As a parent we always doubt ourselves.
Is my child fast enough, strong enough and smart enough? Does my son read enough? Does my daughter get exposed to enough empowering influences? Will I be a disappointment to them? Those are the hardships of all parents, but now we also get to worry about video games and social media. If every generation of parents has new challenges, these issues are a large part of what we must deal with as we raise our children.
Online harassment has become more of a problem than ever, and the services involved have been doing little to nothing to stop it.
I've been forced to do a quick double-take on my parenting. My son loves games, and has had some guest spots on RunButton’s ‘Let’s Play 30 years of Mario’ series, helping out with Mario Paint and some Mario preschool games.
Doing so has introduced him to watching videos and Let's Plays of other young kids playing games like Minecraft with their families, as he does with my boyfriend in this series. We've taken every step to ensure his safety and privacy, at least as much as is reasonably possible given that his mother is a journalist, but the internet is terrifyingly all-knowing and seeing.

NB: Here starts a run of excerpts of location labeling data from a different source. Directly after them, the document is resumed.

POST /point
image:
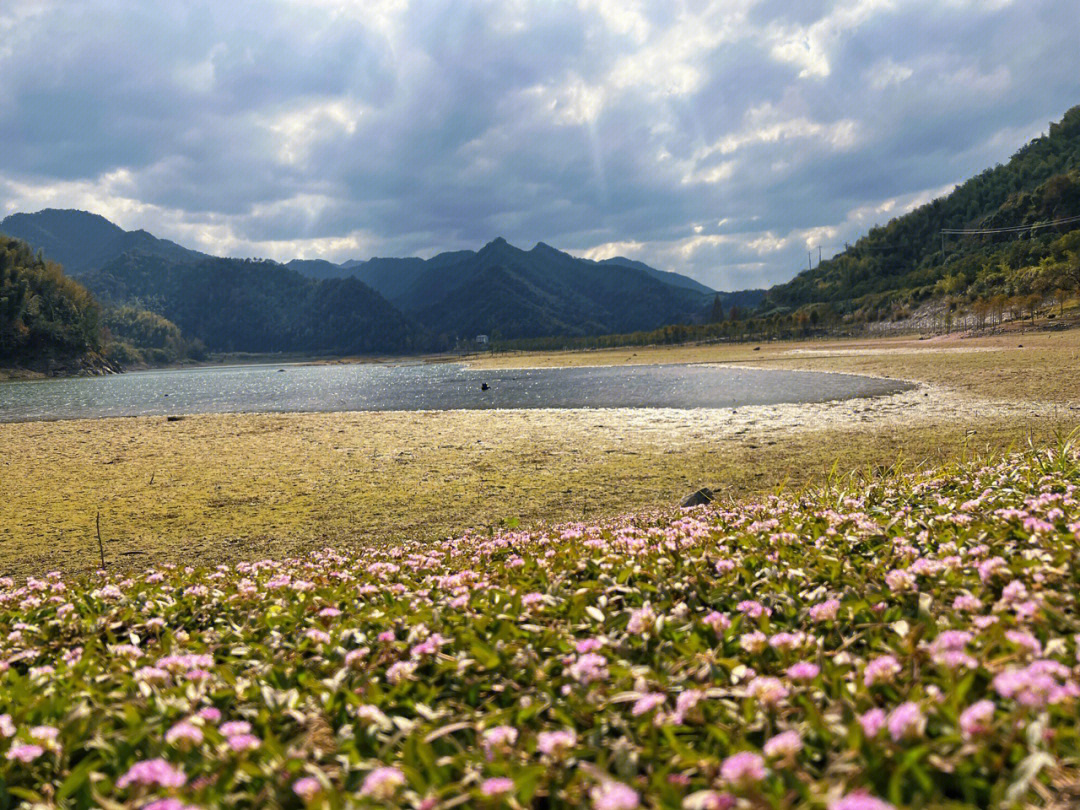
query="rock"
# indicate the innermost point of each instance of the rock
(701, 498)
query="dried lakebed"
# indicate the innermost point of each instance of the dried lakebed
(365, 388)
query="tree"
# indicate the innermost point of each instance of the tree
(717, 314)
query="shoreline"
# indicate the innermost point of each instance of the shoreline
(214, 488)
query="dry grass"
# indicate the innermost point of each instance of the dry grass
(225, 487)
(1037, 366)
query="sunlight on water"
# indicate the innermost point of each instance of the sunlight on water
(307, 388)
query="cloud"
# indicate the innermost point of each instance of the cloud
(721, 138)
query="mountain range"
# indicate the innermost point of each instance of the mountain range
(1010, 232)
(380, 305)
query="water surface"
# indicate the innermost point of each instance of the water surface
(442, 387)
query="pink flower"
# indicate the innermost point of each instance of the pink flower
(713, 800)
(613, 796)
(382, 783)
(872, 721)
(767, 689)
(753, 609)
(556, 743)
(967, 604)
(244, 742)
(642, 621)
(153, 772)
(976, 719)
(860, 801)
(589, 667)
(900, 580)
(169, 804)
(232, 728)
(497, 786)
(743, 769)
(647, 703)
(307, 787)
(499, 740)
(880, 671)
(588, 645)
(784, 745)
(906, 720)
(825, 611)
(802, 671)
(320, 636)
(717, 621)
(24, 753)
(184, 733)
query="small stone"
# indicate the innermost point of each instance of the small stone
(701, 498)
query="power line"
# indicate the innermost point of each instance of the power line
(1011, 229)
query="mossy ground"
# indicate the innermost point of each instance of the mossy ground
(226, 487)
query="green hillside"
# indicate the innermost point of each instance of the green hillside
(244, 306)
(1025, 247)
(44, 315)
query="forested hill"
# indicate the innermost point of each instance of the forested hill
(44, 315)
(244, 306)
(80, 241)
(903, 262)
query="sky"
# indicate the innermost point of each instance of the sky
(723, 139)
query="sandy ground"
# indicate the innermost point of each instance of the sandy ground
(226, 487)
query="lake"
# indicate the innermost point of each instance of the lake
(420, 387)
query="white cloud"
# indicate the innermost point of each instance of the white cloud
(887, 73)
(715, 137)
(810, 48)
(297, 130)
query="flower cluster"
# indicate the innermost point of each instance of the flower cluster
(910, 643)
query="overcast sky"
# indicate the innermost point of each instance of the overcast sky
(717, 139)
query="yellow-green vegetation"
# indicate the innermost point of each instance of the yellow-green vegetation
(228, 487)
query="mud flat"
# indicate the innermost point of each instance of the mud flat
(212, 488)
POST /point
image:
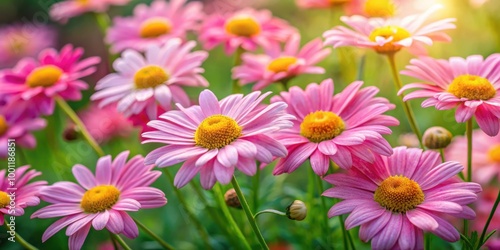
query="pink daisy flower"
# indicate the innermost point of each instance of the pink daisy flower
(342, 127)
(65, 10)
(485, 155)
(154, 25)
(14, 126)
(388, 36)
(101, 201)
(143, 82)
(23, 40)
(472, 85)
(216, 137)
(247, 28)
(279, 65)
(25, 195)
(32, 84)
(397, 198)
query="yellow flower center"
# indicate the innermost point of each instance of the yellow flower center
(3, 125)
(155, 27)
(281, 64)
(243, 26)
(44, 76)
(321, 126)
(150, 77)
(100, 198)
(399, 194)
(472, 87)
(217, 131)
(4, 199)
(494, 153)
(379, 8)
(397, 34)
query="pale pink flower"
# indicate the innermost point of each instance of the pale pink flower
(101, 201)
(472, 85)
(277, 65)
(32, 85)
(67, 9)
(485, 155)
(388, 36)
(143, 82)
(154, 24)
(216, 137)
(23, 40)
(247, 29)
(16, 193)
(339, 127)
(397, 198)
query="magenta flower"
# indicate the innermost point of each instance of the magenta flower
(485, 155)
(154, 25)
(279, 65)
(65, 10)
(23, 40)
(388, 36)
(397, 198)
(247, 28)
(17, 187)
(217, 136)
(32, 84)
(471, 85)
(141, 83)
(101, 201)
(17, 128)
(342, 127)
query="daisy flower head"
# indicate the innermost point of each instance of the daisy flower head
(277, 65)
(32, 85)
(216, 137)
(101, 201)
(338, 127)
(67, 9)
(143, 82)
(16, 195)
(472, 85)
(398, 198)
(247, 29)
(387, 36)
(23, 40)
(486, 152)
(154, 24)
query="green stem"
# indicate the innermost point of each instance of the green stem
(248, 213)
(408, 111)
(193, 218)
(74, 117)
(160, 241)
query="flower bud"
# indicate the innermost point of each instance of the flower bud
(296, 211)
(231, 199)
(437, 138)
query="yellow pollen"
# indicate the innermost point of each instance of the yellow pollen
(4, 199)
(100, 198)
(155, 27)
(397, 34)
(217, 131)
(150, 77)
(3, 125)
(243, 26)
(399, 194)
(379, 8)
(472, 87)
(281, 64)
(44, 76)
(321, 126)
(494, 153)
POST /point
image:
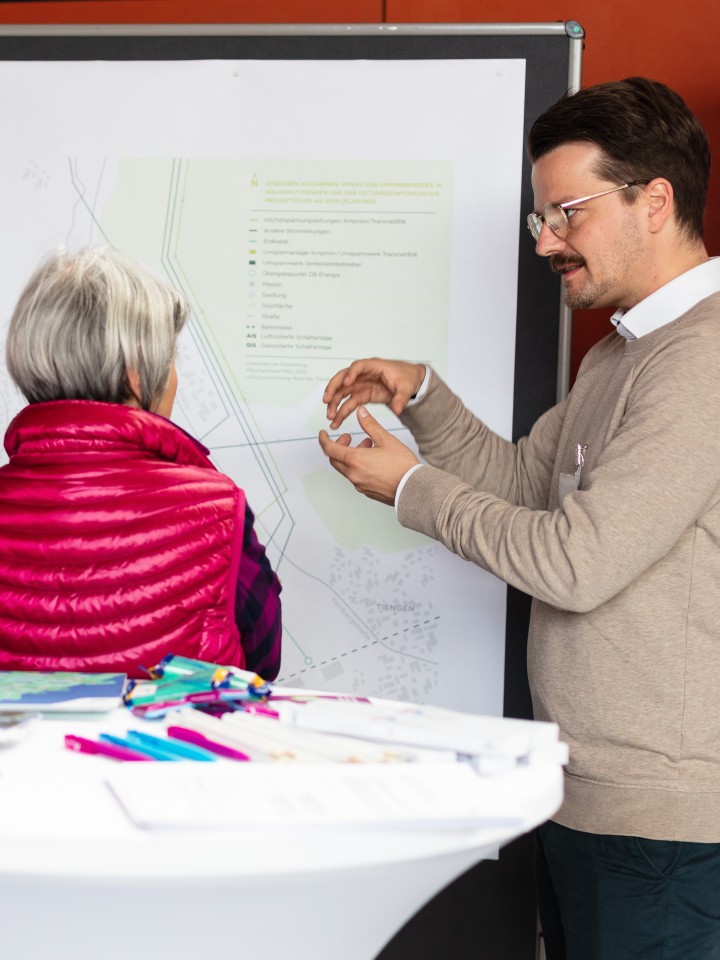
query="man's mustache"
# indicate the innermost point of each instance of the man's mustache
(559, 264)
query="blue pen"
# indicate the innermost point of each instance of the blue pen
(135, 745)
(175, 751)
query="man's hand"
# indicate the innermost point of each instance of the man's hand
(392, 382)
(376, 465)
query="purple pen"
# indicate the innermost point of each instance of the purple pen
(260, 709)
(114, 751)
(200, 740)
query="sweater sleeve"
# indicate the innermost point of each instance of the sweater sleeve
(455, 441)
(655, 473)
(258, 611)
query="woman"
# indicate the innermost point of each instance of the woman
(119, 540)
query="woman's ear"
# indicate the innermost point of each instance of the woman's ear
(133, 382)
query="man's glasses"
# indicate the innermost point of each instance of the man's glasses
(557, 215)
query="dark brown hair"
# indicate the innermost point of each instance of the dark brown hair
(645, 130)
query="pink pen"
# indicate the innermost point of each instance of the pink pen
(193, 736)
(83, 745)
(260, 710)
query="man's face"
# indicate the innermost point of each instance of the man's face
(603, 259)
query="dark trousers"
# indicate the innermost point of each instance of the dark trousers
(626, 898)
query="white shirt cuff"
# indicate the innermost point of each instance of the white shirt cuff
(403, 482)
(422, 389)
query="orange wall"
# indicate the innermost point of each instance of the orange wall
(671, 42)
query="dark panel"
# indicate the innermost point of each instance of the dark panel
(489, 912)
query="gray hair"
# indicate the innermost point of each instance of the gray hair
(84, 320)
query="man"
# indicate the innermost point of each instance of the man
(608, 514)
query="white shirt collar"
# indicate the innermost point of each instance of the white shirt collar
(669, 301)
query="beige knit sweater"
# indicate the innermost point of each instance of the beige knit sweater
(624, 646)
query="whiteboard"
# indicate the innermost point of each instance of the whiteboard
(318, 196)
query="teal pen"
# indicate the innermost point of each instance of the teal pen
(176, 751)
(135, 745)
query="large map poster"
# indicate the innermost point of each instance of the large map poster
(312, 213)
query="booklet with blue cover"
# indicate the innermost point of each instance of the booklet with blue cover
(60, 690)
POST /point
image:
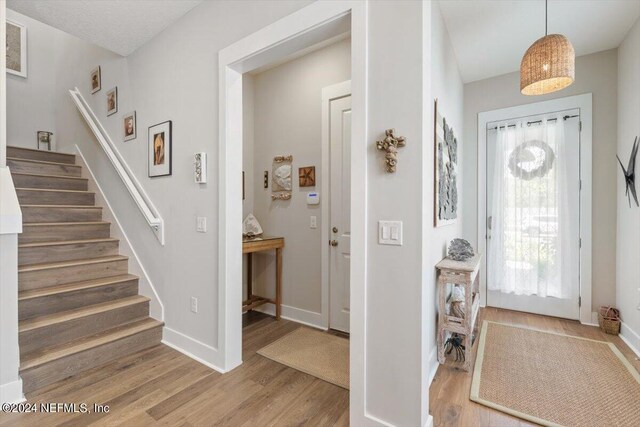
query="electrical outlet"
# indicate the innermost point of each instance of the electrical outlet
(201, 224)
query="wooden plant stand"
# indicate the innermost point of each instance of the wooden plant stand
(458, 273)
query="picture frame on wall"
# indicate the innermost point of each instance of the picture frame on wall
(112, 101)
(159, 149)
(16, 49)
(96, 80)
(129, 126)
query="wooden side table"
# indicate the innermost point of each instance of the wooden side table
(465, 274)
(261, 244)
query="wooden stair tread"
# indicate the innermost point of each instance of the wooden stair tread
(50, 176)
(66, 242)
(44, 162)
(76, 286)
(64, 316)
(59, 264)
(63, 224)
(54, 353)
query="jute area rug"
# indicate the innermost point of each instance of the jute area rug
(554, 379)
(313, 352)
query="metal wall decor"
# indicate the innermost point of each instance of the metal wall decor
(446, 158)
(630, 174)
(281, 178)
(390, 145)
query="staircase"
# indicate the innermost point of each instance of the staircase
(78, 306)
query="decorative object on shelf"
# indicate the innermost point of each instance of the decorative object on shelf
(16, 48)
(129, 126)
(44, 137)
(281, 178)
(446, 158)
(531, 159)
(251, 227)
(307, 176)
(112, 101)
(630, 173)
(96, 80)
(390, 145)
(159, 150)
(200, 169)
(460, 250)
(548, 65)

His father and I have come to an understanding on the following: We can try to shield him as much as possible, or we can start teaching him early about the beast that is the internet. We've selected the latter so far. Knowing how to protect yourself online is quickly becoming mandatory, and part of that is making sure your children know how to treat others online.
Not victims, not abusers
What I hadn't really considered until recently, and am currently overwhelmed by, is the possibility that he could become the kind of person that others fear. What if he becomes the kind of gamer who belittles, trolls, disrespects or outright harasses other gamers?
I spoke with Mark Kline, PsyD. Clinical Director of The Human Relations Service, Inc., a non-profit community mental health center in Wellesley, MA, and Vice-Chair of Takethis.org. [Disclosure: Takethis.org was cofounded by Russ Pitts, a founding editor and former employee of this site.] He was able to speak to my concerns as a parent, and I think much of his guidance would be helpful to other parents as well, or anyone who works closely with children.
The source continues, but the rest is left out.